Rick Owens au Palais Galliera, c’est un peu comme si une procession gothique avait investi un musée d’histoire de la mode : l’ombre devient matière, le drapé devient manifeste. Le créateur californien, exilé volontaire à Paris, n’a jamais cherché à plaire aux règles de la couture ; il les a tordues, étirées, jusqu’à les transformer en architecture portable. L’exposition actuelle retrace cette trajectoire singulière : vingt ans de silhouettes qui oscillent entre monastère futuriste et concert de Nine Inch Nails.
Ici, la mode n’est pas “belle” au sens policé du terme : elle est viscérale. Owens assemble ses vêtements comme on sculpterait une cathédrale brutaliste, avec la même obsession des lignes franches et des volumes imposants. Chaque pièce semble taillée pour une héroïne post-apocalyptique, sortie d’un film de Tarkovski produit par Tim Burton. Les tons : noir, gris, parfois un blanc spectral qui ne rassure pas. Les matières : cuir tanné, laine brute, plumes qui ressemblent à des ombres en mouvement.
Owens, c’est aussi un geste politique. Dans un univers mode souvent saturé de joliesse Instagram, il revendique l’anti-séduction : une allure qui ne cherche pas à “flatter” mais à affirmer. Ses défilés, souvent performatifs, flirtent avec l’art contemporain : chorégraphies désarticulées, mannequins atypiques, scénographies quasi rituelles.
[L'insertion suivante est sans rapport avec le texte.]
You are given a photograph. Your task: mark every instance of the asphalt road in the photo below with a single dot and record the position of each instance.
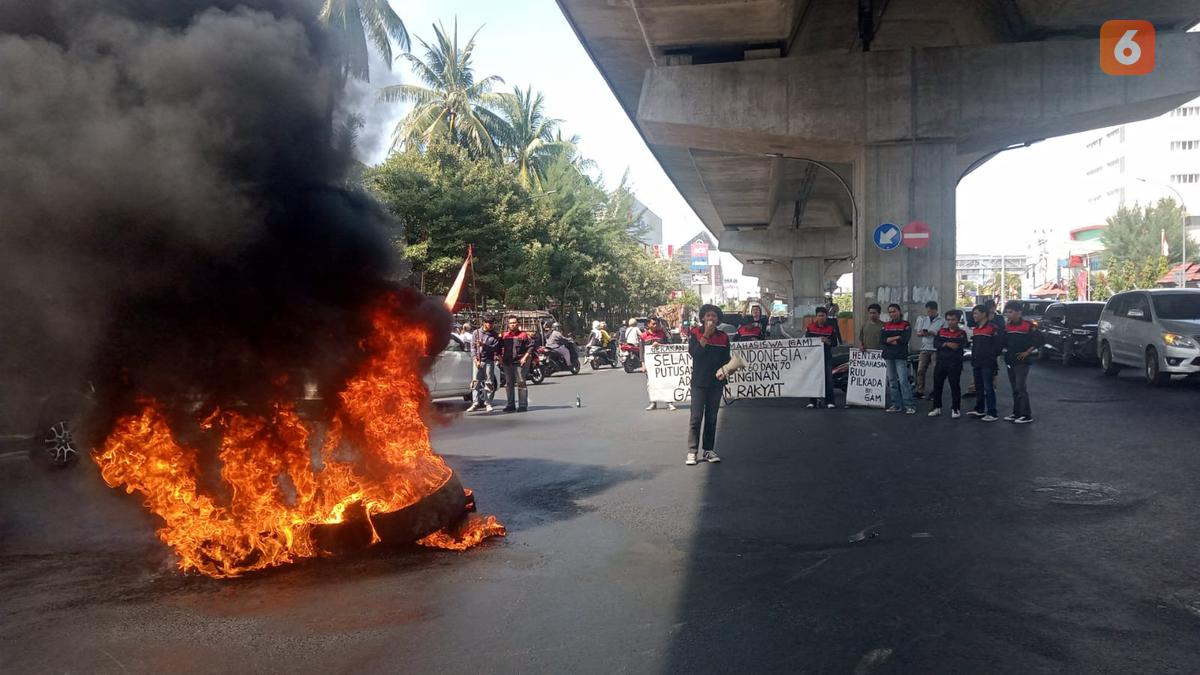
(844, 541)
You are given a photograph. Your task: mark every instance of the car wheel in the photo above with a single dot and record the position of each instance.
(1155, 376)
(1107, 360)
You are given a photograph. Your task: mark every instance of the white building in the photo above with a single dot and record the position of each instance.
(1163, 150)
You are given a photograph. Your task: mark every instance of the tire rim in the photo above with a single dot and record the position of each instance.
(60, 443)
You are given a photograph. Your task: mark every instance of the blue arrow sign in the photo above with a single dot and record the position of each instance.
(887, 237)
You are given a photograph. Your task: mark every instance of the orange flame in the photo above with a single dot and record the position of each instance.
(270, 494)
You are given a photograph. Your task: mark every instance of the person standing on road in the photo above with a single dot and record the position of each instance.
(654, 334)
(895, 335)
(869, 334)
(826, 332)
(1020, 341)
(949, 341)
(515, 350)
(485, 350)
(985, 345)
(709, 351)
(927, 329)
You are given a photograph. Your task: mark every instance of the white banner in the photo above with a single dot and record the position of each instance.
(867, 382)
(773, 369)
(669, 372)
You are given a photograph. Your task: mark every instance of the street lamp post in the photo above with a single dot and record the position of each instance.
(1183, 244)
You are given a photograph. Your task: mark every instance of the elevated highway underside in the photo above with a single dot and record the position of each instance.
(793, 127)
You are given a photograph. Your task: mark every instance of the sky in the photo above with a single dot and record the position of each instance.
(528, 42)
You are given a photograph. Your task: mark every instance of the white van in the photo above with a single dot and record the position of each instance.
(1157, 330)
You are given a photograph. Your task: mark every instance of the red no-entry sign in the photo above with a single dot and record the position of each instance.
(916, 234)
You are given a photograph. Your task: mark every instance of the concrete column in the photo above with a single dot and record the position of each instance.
(900, 183)
(808, 285)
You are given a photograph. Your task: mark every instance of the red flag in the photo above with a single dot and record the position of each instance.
(456, 288)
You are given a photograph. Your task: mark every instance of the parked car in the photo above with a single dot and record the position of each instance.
(1156, 329)
(1068, 330)
(451, 372)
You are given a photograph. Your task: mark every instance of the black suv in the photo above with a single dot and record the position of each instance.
(1069, 329)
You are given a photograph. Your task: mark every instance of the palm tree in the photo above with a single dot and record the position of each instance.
(353, 21)
(453, 102)
(532, 141)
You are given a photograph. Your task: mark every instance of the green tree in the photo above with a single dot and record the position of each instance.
(1134, 234)
(445, 201)
(355, 21)
(454, 103)
(531, 139)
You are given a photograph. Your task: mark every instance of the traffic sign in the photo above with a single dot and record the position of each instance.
(916, 234)
(887, 237)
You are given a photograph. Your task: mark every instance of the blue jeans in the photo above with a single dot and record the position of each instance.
(899, 387)
(485, 374)
(985, 388)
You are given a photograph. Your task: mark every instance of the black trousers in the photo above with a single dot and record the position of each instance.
(943, 371)
(1018, 374)
(705, 404)
(828, 398)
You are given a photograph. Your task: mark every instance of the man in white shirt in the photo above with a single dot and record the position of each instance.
(927, 329)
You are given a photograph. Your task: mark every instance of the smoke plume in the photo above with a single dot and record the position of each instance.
(174, 217)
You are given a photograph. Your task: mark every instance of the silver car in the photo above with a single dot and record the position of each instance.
(1157, 330)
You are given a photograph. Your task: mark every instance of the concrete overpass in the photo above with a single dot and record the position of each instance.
(793, 127)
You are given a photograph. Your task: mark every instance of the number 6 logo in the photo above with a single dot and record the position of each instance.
(1127, 47)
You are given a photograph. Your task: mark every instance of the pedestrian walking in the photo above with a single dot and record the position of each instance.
(985, 345)
(927, 329)
(654, 334)
(1020, 341)
(895, 335)
(869, 334)
(822, 329)
(485, 350)
(709, 351)
(515, 350)
(949, 341)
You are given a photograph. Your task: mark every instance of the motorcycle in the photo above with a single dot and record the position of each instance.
(600, 357)
(552, 362)
(633, 357)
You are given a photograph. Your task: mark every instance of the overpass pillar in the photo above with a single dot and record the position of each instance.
(900, 183)
(808, 285)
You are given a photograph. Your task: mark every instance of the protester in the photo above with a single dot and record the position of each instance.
(654, 334)
(485, 348)
(927, 328)
(834, 310)
(825, 330)
(1020, 341)
(895, 335)
(515, 350)
(949, 341)
(985, 345)
(869, 334)
(709, 351)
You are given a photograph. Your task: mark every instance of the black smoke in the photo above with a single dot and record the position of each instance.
(174, 213)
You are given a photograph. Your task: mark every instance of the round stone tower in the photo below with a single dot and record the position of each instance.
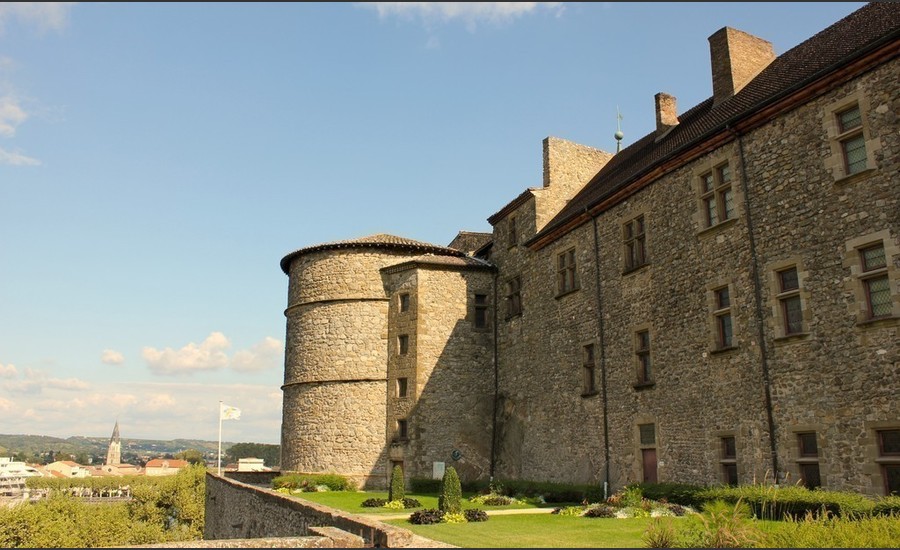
(335, 365)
Pas étonnant qu’on le cite aux côtés de Rei Kawakubo ou Yohji Yamamoto : même radicalité, même goût pour l’ambigu.
Au Palais Galliera, on circule comme dans un temple silencieux, presque religieux, où chaque mannequin expose non pas un vêtement mais une idée. On devine l’influence des mythes antiques, de l’art africain, du punk, et même de la danse butō. Owens ne cite pas, il absorbe, digère et recrache un univers qui n’appartient qu’à lui.
En sortant, on réalise que Rick Owens ne dessine pas des vêtements : il conçoit des armures spirituelles. Et que, parfois, la lumière se comprend mieux… en noir.